Over time, as bandwidth and scanning hardware/software prices went down, the obvious move was to decentralize the whole scanning and capture process.  This move placed scanning in the branches, and allowed the whole document capture process to be performed by those who had working knowledge of the documents.  Smaller, desktop class hardware could be used, and most capture companies made batch scanning and upload to the centralized repository simple to accomplish.

Decentralized Pros

  • Scan operators are well versed in the documents they scan
  • Documents are available almost immediately
  • No shipping or transfer costs for documents
  • Branch control of the whole scanning process

Decentralized Cons

  • Standardization can be an issue
  • No centralized control or reporting
  • WAN Bandwidth consumption can be high
  • Licensing costs can be high depending on software utilized

Distributed

The advance of network-based scanning devices and the lowering of bandwidth pricing led to the newest model, the Distributed Model.  Distributed Scanning allows for just about anyone in the organization to walk up to a network scanning device/scanning copier/fax machine and send documents to a repository.  The devices are typically multi-faceted, and along with repository integration, can provide scan to network folder, FTP and email.  Collaborative back-end systems, like Microsoft SharePoint, lend themselves nicely to this model, as they allow anyone to participate in a Document Workspace.

Distributed Pros

  • Put scanning in the hands of everyone in the organization
  • Provides a great launching pad for collaborative solutions
  • Simple, easy to use interfaces allow for minimal training and quick adoption
  • Capture and indexing is now in the hands of the true document owner
  • One-to-many solution provides a single device to service many users

Distributed Cons

  • Lack of standardization without software addition
  • Security and document control can be major issues
  • Bandwidth from smaller branches can be a problem with larger scans
  • Lack of hardware integrations with back-end systems

So, most organizations today are combining the above models to create a Hybrid Scanning and Capture solution, and leveraging all the strengths together to minimize the weaknesses of any one model.   Another strategy is to tie scanning models to specific business processes, as most lend themselves nicely to specific scanning and capture workflows.
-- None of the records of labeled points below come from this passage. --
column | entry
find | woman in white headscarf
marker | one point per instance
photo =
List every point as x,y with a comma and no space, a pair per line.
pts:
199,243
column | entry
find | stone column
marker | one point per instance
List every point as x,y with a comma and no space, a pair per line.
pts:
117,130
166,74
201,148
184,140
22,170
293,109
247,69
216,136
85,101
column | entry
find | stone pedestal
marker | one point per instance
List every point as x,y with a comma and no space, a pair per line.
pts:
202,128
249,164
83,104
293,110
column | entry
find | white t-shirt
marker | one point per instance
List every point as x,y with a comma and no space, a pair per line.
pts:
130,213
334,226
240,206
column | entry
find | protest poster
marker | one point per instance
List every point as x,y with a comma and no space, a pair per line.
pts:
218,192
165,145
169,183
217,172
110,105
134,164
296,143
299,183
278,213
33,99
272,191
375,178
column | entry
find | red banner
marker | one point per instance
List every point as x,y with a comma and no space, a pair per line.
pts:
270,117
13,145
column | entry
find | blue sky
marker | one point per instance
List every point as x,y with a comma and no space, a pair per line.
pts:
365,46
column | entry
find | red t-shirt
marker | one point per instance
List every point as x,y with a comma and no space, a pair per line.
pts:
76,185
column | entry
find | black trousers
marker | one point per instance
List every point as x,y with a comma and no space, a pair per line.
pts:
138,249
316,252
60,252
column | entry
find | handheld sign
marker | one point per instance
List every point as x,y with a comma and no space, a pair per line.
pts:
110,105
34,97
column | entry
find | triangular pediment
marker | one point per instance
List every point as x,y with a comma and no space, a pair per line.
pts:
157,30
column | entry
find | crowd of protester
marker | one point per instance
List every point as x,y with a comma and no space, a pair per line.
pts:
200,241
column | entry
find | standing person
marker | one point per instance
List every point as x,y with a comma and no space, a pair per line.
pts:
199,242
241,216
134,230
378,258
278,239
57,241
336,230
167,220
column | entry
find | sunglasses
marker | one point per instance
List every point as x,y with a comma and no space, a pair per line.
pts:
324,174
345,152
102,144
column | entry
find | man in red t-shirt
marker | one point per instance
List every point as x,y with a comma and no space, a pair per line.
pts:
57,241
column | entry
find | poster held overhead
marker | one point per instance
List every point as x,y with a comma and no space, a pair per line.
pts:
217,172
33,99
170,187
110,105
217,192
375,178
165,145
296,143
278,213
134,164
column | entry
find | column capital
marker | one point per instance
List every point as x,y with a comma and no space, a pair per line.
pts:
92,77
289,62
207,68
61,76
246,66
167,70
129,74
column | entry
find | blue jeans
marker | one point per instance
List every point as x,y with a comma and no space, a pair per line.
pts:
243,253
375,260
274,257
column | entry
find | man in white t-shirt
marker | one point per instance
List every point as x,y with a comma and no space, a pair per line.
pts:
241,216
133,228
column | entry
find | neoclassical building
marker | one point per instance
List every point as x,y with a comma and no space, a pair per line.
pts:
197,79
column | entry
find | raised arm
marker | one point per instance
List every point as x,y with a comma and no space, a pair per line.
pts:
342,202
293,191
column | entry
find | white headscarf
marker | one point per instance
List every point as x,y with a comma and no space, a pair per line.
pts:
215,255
Hardware and Choosing Your Scanning Model

 

Most organizations will choose their model to leverage their existing hardware investment, but this can be lead to decisions that seem good at the time, but if deeper examination occurs, it can make sense to realign hardware with the best model.  Take for example, a company that instantly leans toward a distributed model, and attempts to leverage their copier fleet that is currently under lease.  If you examine the part of this guide that covers scanning hardware, copiers will not always fit for the type of scanning you need to perform.  Take for example a branch accounting department that is looking to scan receipts or check stubs.  Will the copier perform well with mixed original sizes?  Just a word of caution to examine the paper, workflow, and document types to get the best feel and adapt the best model.